Visiting LA in February reminded me how vividly the grand vision of America first captured my imagination, and how singular the country is, despite the difficult times it is now going through. The sheer scale of the place, the variety of terrains and cityscapes, not to mention the outgoing confidence of its people, can be overwhelming to the European mind, although not many over here would dare to admit it. For the past fifteen years, our focus has been on what seems to be going wrong.
Dark visions now hold sway in the White House and the Senate, of a place where the poor and minorities are stripped of their security, and are increasingly left to fend for themselves. Contractors in Washington reap the rewards of redirected funding, while an increasingly divided populace is given confused and disingenuous messaging regarding political plays and counter-plays, by both political parties. Unthinkable wealth awaits those with power who are able to suspend their moral imagination.
LA shows both sides of the dream of America. Wealthy liberal districts enjoy the fruits of inventive entrepreneurship, in beautiful coffee shops and artfully graffitied ‘nabes’. Hidden cities of the dispossessed billow in the winds that pass down Crocker, Gladys and Towne in the urban crevasse between upwardly-mobile Downtown and the Arts District, tents pitched disconcertingly on concrete.
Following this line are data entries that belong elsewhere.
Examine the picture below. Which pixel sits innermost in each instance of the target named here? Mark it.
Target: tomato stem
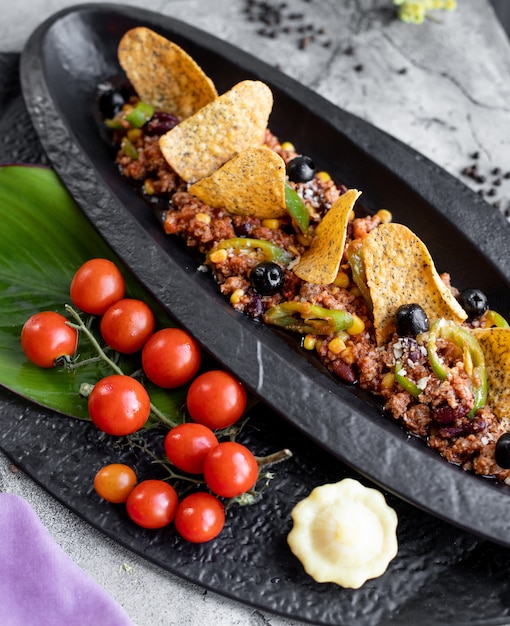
(81, 326)
(275, 457)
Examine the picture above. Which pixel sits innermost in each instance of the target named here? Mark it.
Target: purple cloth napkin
(39, 584)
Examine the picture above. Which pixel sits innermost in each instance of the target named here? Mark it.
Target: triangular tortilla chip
(320, 264)
(400, 270)
(163, 74)
(495, 344)
(235, 121)
(252, 183)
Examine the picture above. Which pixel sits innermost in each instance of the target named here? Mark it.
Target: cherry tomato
(230, 469)
(46, 336)
(97, 285)
(200, 517)
(114, 482)
(170, 358)
(216, 399)
(152, 503)
(127, 325)
(187, 445)
(119, 405)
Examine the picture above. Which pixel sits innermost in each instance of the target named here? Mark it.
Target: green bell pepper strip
(140, 115)
(304, 317)
(404, 382)
(271, 251)
(296, 209)
(136, 118)
(354, 254)
(473, 357)
(495, 319)
(128, 148)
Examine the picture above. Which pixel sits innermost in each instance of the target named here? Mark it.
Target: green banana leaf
(44, 238)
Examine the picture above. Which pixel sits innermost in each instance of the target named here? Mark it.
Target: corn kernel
(309, 342)
(324, 176)
(288, 145)
(388, 380)
(342, 280)
(203, 218)
(218, 256)
(358, 325)
(336, 345)
(384, 215)
(348, 356)
(148, 187)
(303, 239)
(271, 223)
(236, 296)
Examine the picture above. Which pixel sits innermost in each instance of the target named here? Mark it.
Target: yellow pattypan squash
(344, 533)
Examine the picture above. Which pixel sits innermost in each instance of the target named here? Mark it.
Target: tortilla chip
(495, 344)
(235, 121)
(400, 270)
(320, 264)
(163, 74)
(252, 183)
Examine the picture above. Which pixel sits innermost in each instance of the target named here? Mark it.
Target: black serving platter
(63, 63)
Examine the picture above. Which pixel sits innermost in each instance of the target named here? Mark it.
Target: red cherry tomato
(187, 445)
(216, 399)
(230, 469)
(170, 358)
(97, 285)
(114, 482)
(200, 517)
(46, 336)
(119, 405)
(127, 325)
(152, 504)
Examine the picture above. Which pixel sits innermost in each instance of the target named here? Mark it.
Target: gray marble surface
(443, 87)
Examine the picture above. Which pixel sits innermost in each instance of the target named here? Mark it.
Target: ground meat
(199, 224)
(434, 409)
(417, 419)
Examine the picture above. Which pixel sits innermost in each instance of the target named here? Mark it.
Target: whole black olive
(411, 320)
(502, 451)
(160, 123)
(300, 169)
(474, 302)
(111, 102)
(267, 278)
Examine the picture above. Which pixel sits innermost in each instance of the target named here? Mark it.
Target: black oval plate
(62, 64)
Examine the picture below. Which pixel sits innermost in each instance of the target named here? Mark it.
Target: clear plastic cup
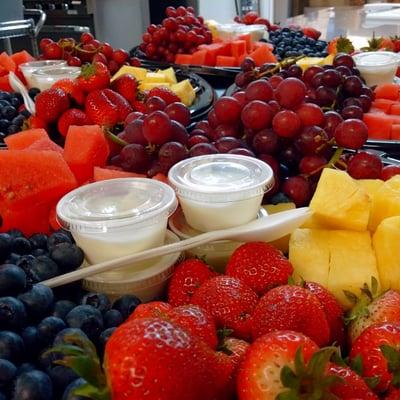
(45, 78)
(28, 68)
(117, 217)
(220, 191)
(377, 67)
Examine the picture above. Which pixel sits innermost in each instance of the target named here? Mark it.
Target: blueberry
(5, 246)
(4, 124)
(126, 304)
(97, 300)
(68, 256)
(56, 238)
(12, 313)
(12, 280)
(38, 241)
(33, 385)
(87, 318)
(21, 246)
(62, 308)
(38, 301)
(8, 112)
(45, 268)
(112, 318)
(7, 372)
(49, 327)
(11, 347)
(60, 337)
(69, 390)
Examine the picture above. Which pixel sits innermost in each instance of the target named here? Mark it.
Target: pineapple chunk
(157, 77)
(184, 91)
(169, 74)
(352, 263)
(309, 255)
(387, 250)
(385, 202)
(371, 186)
(339, 202)
(137, 72)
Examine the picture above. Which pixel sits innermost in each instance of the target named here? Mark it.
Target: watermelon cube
(85, 148)
(24, 139)
(33, 177)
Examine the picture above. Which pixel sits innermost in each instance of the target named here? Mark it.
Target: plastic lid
(115, 203)
(376, 59)
(221, 177)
Americans seem to sit closer to risk, to the depradations of commerce, to the frontier itself, than most Europeans are able to stomach. This proximity to an inner wilderness has of course informed the literature of America, from its first works, right to the present day. The need for stories that reconcile its citizens to the darkness beyond the confines of the figurative settlement, has reached a powerful peak, as the world prays that the mood swings in favour of tolerance and compassion again over the next few years, and that those who can will prepare to face the forces that would do away with these precious qualities.
At Wundor Editions, we were drawn to Wolfe, a long tale by Texan writer Donald Mace Williams, precisely because he deals with the grandest themes that his nation has provided him to grapple with. It is a retelling of the story of Beowulf, set in Texas in the late 19th Century. You can read more about it here.
I will return to LA in a fortnight or so to meet some of the city’s creatives and to begin work on our LA city guide, which follows on from our guides to Tokyo and Mumbai (the former is out now, the latter will be released in July). It’s fascinating to view recent developments in the States from the capital of the state that has resisted them most vociferously.